Les résultats de l’étude EPCORE CLL-1 sont encore très préliminaires (le recul est très court) mais ils sont encourageants et le mode d’administration simple de la molécule en fait une drogue de choix dans le futur arsenal thérapeutique de cette pathologie.
Critique méthodologique
Difficile de faire la critique méthodologique d’une présentation qui a priori en est dépourvue….
Il est même surprenant que des résultats sur un échantillon de 10 patients soient présentés à l’oral, qui plus est sans que soit précisés les hypothèses sous-jacentes.
Il est cependant tentant de trouver ces résultats encourageants, par exemple sur le taux de réponse métaboliques complètes (5 patients sur 10). Ce qui nous importe n’est en fait pas vraiment les résultats observés dans l’échantillon (l’essai) mais ce que l’on peut déduire (inférer) de ce qui serait observé dans la population.
Le calcul de l’intervalle de confiance à 95% (IC95%) donne pour cette proportion les bornes suivantes {0.19-0.81} ; donc une précision que l’on peut qualifier de mauvaise.

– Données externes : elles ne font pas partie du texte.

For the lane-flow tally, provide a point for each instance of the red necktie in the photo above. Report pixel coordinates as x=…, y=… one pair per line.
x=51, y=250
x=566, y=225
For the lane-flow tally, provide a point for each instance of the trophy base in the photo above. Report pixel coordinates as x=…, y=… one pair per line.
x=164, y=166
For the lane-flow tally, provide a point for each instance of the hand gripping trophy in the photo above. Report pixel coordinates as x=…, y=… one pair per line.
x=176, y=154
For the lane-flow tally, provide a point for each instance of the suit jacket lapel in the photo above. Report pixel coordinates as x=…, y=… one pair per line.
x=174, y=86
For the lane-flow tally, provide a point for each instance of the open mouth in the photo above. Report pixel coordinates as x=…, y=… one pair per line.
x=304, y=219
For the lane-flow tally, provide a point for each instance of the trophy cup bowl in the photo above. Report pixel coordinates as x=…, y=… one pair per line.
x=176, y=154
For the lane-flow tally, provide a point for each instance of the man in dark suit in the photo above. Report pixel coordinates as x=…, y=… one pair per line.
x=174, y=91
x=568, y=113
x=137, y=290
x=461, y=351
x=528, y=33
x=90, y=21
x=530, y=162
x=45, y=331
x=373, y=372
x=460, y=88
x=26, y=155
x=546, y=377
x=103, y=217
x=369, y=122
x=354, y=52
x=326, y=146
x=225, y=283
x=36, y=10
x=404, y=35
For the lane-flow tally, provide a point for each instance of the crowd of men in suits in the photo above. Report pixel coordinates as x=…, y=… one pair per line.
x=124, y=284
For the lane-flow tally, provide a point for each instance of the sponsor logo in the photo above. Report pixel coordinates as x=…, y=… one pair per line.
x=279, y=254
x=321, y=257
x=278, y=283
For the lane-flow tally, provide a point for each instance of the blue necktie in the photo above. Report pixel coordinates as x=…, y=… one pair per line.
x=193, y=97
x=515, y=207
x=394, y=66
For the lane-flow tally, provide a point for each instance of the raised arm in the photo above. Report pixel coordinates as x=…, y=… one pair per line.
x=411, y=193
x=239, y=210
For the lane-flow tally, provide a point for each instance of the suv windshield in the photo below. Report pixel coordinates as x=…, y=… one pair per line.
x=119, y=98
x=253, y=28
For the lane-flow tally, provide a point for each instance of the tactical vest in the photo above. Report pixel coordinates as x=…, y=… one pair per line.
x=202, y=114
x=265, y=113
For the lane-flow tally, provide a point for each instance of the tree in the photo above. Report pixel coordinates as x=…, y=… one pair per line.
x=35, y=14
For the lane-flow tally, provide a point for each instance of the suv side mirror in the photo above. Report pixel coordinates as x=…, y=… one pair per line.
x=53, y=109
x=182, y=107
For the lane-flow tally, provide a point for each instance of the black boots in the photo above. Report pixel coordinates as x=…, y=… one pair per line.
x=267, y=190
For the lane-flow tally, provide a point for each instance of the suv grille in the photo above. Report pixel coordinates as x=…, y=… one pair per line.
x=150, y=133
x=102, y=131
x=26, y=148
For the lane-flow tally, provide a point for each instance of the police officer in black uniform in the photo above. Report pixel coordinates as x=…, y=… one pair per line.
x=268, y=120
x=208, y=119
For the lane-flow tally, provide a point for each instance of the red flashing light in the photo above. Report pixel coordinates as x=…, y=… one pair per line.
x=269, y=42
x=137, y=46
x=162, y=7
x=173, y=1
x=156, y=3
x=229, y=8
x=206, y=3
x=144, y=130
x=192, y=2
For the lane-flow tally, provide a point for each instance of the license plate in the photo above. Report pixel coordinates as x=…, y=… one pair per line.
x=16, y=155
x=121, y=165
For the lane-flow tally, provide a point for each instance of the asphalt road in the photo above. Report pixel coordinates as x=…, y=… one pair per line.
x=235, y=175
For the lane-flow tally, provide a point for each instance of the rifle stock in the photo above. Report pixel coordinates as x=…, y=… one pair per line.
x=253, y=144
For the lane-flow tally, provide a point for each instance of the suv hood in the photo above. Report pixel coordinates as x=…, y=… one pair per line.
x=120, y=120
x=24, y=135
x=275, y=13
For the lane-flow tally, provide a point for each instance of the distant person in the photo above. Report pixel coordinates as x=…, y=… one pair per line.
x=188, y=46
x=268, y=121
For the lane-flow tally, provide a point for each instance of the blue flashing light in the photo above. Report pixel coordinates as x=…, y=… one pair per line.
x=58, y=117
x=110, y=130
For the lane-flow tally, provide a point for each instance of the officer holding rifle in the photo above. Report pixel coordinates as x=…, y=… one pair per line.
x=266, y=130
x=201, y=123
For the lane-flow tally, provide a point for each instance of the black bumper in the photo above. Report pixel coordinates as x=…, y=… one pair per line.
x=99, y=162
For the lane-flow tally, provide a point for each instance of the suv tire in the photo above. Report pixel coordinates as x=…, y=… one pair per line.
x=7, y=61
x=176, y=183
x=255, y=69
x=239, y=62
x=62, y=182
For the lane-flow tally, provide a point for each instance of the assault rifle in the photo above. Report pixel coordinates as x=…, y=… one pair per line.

Il en est de même pour tous les résultats fournis par cette étude qui se présente presque comme une suite de cas…
À quand une présentation qui nous fournira les détails de la réponse et de la tolérance d’un nouveau médicament chez 1 patient lors d’une présentation orale d’un congrés international…
Plus sérieusement, dans une pathologie aussi grave et qui reste assez rare, il est regrettable que des essais convenablement menés ne soient pas plus menés afin d’espérer une amélioration du pronostic de ces patients qui reste extrêmement mauvais.
Références
- Hutchings M. et al, Lancet 2021;398:1157-1169.
- Thieblemont C. et al, EHA 2022, abstract LB2364, Hemasphere. 2022 Jun;6(Suppl):1-4130.
- Thompson PA. et al, Leukemia. 2022 Sep;36(9):2228-2232.